What a $4,500 kickoff actually produces.
An anonymized example of the research memo and prepped punch list a paying customer receives at the end of the three-week kickoff engagement.
1. Executive summary
For the questions a Honolulu med-spa shopper actually types into AI, the engines name the same handful of firms over and over. One competitor appears on all 18 measured questions. Four more appear on the majority. If your firm is not in that set, you are absent on exactly the demand-shape queries that bring in new patients, while named competitors are present consistently.
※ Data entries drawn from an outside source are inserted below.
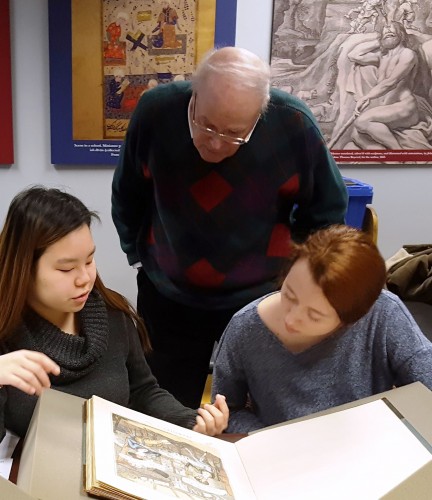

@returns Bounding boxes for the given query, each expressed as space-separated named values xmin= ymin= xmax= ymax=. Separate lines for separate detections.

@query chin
xmin=198 ymin=150 xmax=229 ymax=163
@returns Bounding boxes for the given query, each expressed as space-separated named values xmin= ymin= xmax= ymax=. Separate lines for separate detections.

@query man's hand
xmin=0 ymin=349 xmax=60 ymax=396
xmin=193 ymin=394 xmax=229 ymax=436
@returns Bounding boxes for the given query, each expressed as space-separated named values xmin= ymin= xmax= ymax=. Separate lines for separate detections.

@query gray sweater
xmin=0 ymin=291 xmax=197 ymax=438
xmin=212 ymin=291 xmax=432 ymax=432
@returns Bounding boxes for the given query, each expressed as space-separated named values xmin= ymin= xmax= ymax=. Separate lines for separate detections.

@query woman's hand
xmin=0 ymin=349 xmax=60 ymax=396
xmin=193 ymin=394 xmax=229 ymax=436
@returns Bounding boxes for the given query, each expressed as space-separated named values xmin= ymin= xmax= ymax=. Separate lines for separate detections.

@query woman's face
xmin=280 ymin=259 xmax=341 ymax=340
xmin=27 ymin=224 xmax=96 ymax=327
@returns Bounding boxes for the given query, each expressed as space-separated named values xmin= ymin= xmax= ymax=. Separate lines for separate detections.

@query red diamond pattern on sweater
xmin=279 ymin=174 xmax=300 ymax=196
xmin=267 ymin=224 xmax=291 ymax=257
xmin=190 ymin=172 xmax=233 ymax=212
xmin=185 ymin=259 xmax=225 ymax=288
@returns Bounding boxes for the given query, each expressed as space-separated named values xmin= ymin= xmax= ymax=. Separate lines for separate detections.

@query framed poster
xmin=48 ymin=0 xmax=236 ymax=165
xmin=0 ymin=0 xmax=14 ymax=165
xmin=271 ymin=0 xmax=432 ymax=163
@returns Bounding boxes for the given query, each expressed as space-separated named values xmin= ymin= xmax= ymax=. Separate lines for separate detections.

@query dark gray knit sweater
xmin=0 ymin=291 xmax=197 ymax=437
xmin=212 ymin=291 xmax=432 ymax=432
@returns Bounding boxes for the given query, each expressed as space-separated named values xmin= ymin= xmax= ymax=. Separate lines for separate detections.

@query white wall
xmin=0 ymin=0 xmax=432 ymax=308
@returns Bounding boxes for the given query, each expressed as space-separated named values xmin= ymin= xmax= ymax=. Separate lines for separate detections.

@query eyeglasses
xmin=188 ymin=94 xmax=261 ymax=146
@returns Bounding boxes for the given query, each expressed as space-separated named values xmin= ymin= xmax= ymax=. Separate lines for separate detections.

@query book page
xmin=87 ymin=397 xmax=254 ymax=500
xmin=235 ymin=400 xmax=432 ymax=500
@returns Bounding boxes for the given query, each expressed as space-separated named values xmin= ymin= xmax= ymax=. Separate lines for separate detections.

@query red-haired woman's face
xmin=280 ymin=259 xmax=341 ymax=340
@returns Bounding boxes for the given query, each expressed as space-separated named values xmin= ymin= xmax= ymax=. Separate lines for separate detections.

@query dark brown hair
xmin=0 ymin=186 xmax=150 ymax=350
xmin=282 ymin=225 xmax=386 ymax=324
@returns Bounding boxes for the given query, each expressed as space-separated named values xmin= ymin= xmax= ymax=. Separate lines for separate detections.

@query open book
xmin=85 ymin=397 xmax=432 ymax=500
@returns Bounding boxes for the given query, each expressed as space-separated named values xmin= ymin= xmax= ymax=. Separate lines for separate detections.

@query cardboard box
xmin=0 ymin=476 xmax=34 ymax=500
xmin=8 ymin=382 xmax=432 ymax=500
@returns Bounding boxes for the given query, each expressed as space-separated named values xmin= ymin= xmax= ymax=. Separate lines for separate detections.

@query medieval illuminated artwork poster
xmin=271 ymin=0 xmax=432 ymax=163
xmin=49 ymin=0 xmax=236 ymax=164
xmin=0 ymin=0 xmax=14 ymax=165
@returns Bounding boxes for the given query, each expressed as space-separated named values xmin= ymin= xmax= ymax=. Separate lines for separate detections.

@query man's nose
xmin=209 ymin=135 xmax=225 ymax=151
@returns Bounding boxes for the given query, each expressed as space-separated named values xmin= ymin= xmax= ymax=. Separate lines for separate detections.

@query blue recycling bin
xmin=343 ymin=177 xmax=373 ymax=229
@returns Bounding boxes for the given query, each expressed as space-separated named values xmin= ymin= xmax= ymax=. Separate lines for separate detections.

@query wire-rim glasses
xmin=192 ymin=93 xmax=261 ymax=146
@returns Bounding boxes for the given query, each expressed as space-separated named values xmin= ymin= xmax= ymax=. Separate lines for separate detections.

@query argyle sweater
xmin=0 ymin=291 xmax=197 ymax=437
xmin=212 ymin=291 xmax=432 ymax=432
xmin=112 ymin=82 xmax=347 ymax=309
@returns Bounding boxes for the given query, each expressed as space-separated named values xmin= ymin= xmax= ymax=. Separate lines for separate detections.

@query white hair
xmin=192 ymin=47 xmax=270 ymax=112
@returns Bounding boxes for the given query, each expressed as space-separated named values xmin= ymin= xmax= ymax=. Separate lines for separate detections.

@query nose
xmin=209 ymin=135 xmax=225 ymax=151
xmin=285 ymin=305 xmax=301 ymax=329
xmin=75 ymin=267 xmax=90 ymax=286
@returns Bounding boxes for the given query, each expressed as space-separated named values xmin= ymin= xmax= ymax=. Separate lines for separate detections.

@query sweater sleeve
xmin=111 ymin=92 xmax=153 ymax=264
xmin=383 ymin=294 xmax=432 ymax=390
xmin=291 ymin=103 xmax=348 ymax=240
xmin=212 ymin=315 xmax=265 ymax=433
xmin=0 ymin=388 xmax=7 ymax=442
xmin=125 ymin=318 xmax=198 ymax=429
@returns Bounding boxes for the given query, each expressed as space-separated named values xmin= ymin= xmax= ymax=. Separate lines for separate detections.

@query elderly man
xmin=112 ymin=47 xmax=347 ymax=407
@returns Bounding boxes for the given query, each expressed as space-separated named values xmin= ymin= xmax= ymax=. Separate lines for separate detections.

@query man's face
xmin=191 ymin=81 xmax=261 ymax=163
xmin=381 ymin=24 xmax=400 ymax=49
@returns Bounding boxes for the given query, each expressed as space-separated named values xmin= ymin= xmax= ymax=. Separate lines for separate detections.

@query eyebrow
xmin=57 ymin=247 xmax=96 ymax=264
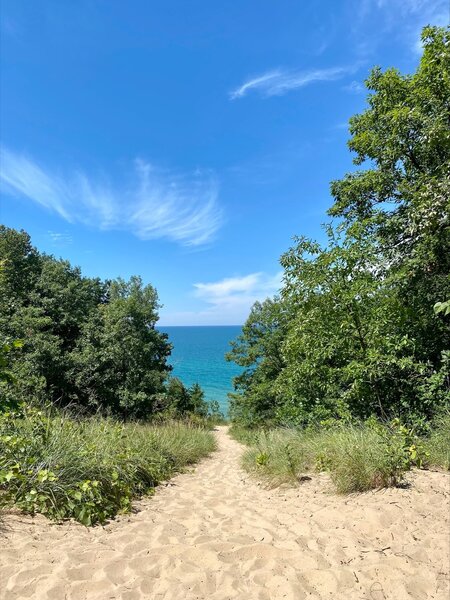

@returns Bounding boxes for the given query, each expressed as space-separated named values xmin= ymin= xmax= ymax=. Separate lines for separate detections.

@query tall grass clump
xmin=426 ymin=410 xmax=450 ymax=471
xmin=237 ymin=421 xmax=430 ymax=493
xmin=0 ymin=408 xmax=215 ymax=525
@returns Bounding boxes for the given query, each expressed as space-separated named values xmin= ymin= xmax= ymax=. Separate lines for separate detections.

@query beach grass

Where the contest lives is specific. The five web-searching engines cite Honolulu med spas' own websites heavily (Gemini 64%, Perplexity 61%, ChatGPT search 57%, Google AI Overviews 53%), so on the surfaces where most AI discovery happens, your own site does more than half the work of getting cited. Two engines are category-wide blind spots: Claude cites med-spa sites just 2% of the time and Microsoft Copilot 0%. Those two are not a you-problem, they are an opening that sits open for every firm at once.
The punch list at the end of this memo orders the actionable work by impact. Item 1 is the highest-leverage single piece of work, and it is the same page shape competitor A has on every question it is cited for.
2. Methodology and scope
Eighteen hash-locked questions a Honolulu med-spa buyer would actually ask, split across head-intent ("best med spa in Honolulu", "top rated medical spa Honolulu"), service-intent (Botox, filler, laser hair removal, CoolSculpting), neighborhood-intent (Waikiki, Kakaako, Oahu), and trust-signal queries. Each question ran three times per engine per run to separate signal from noise. Question set locked at hash 26851ed8 so every future run compares cleanly.
Engines measured (all 7 from day one)
- Five citation-grade engines: Perplexity, ChatGPT search, Gemini (grounded with live web search), Microsoft Copilot via Bing, Google AI Overviews.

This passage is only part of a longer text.